Let Q – point against which considers the moment of force. This point is called the pole. Swipe the radius-vector r from that point to the point of application of force F. Then the moment of force M is defined as the vector product r in F: M=[rF].
The result of the vector product is a vector. The length of the vector is expressed by the modulus: |M|=|r|·|F|·sinφ, where φ is the angle between vectors r and F. The vector M is orthogonal to both the vector rand the vector F: Mr, MF.
Directional vector M such that the three vectors r, F, M is right. How to determine what is the triad right? Imagine if you (your eyes) are on the end of the third vector and look at the other two vectors. If the shortest transition from the first to the second vector seems to be happening in a counterclockwise direction, then, is a right triple of vectors. Otherwise, you are dealing with the left three.
So, align the beginning of the vectors r and F. You can do parallel transport of a vector F at point Q. Now, through the same point guide axis perpendicular to the plane of the vectors r and F. This axis will be perpendicular to both vectors at once. There may, in principle, only two ways of direct torque: up or down.
Try to steer the moment of force F up, draw the arrow of the vector on the axis. From this arrows as if take a look at the vector r and F (can draw a symbolic eye). The shortest transition from r to F may indicate a curved arrow. Whether the three vectors r, F, M right? The arrow indicates the counter-clockwise direction? If so, you have chosen the right direction for the moment of force F. If not, then we need to change in the opposite direction.
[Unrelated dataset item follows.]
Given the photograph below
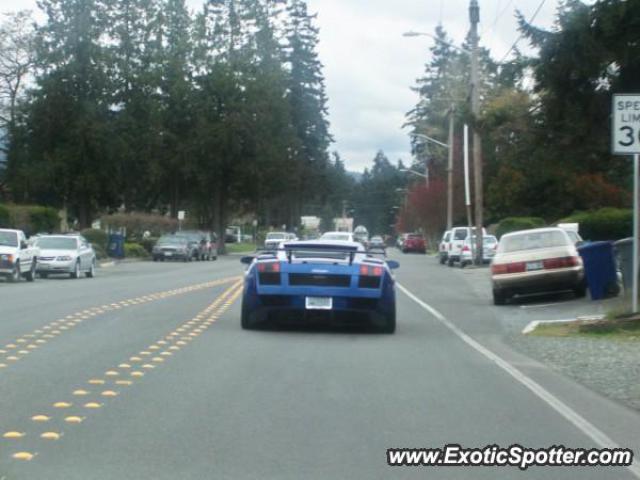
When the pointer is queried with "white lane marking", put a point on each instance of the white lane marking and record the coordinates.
(586, 427)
To determine the direction of moment of force is the right-hand rule. The index finger will align with the radius vector. The middle finger will align with the force vector. With the end of a raised thumb view on two vectors. If the transition from index to middle finger is counterclockwise, then the direction of the torque coincides with a direction that indicates the thumb. If the transition is clockwise, the direction of moment of force is the opposite of him.
A rule of thumb, very similar to the rule hands. Four fingers of the right hand as if to rotate the screw from r to F. The cross product will be the one where the thumb is twisted in such a mental rotation.
Now let the point Q is located on the same straight line which contains the force vector F. Then the radius-vector and the force vector are collinear. In this case, their vector product degenerates to the zero vector and is represented by a point. The zero vector has no specific direction, but it is considered collinear with any other vector.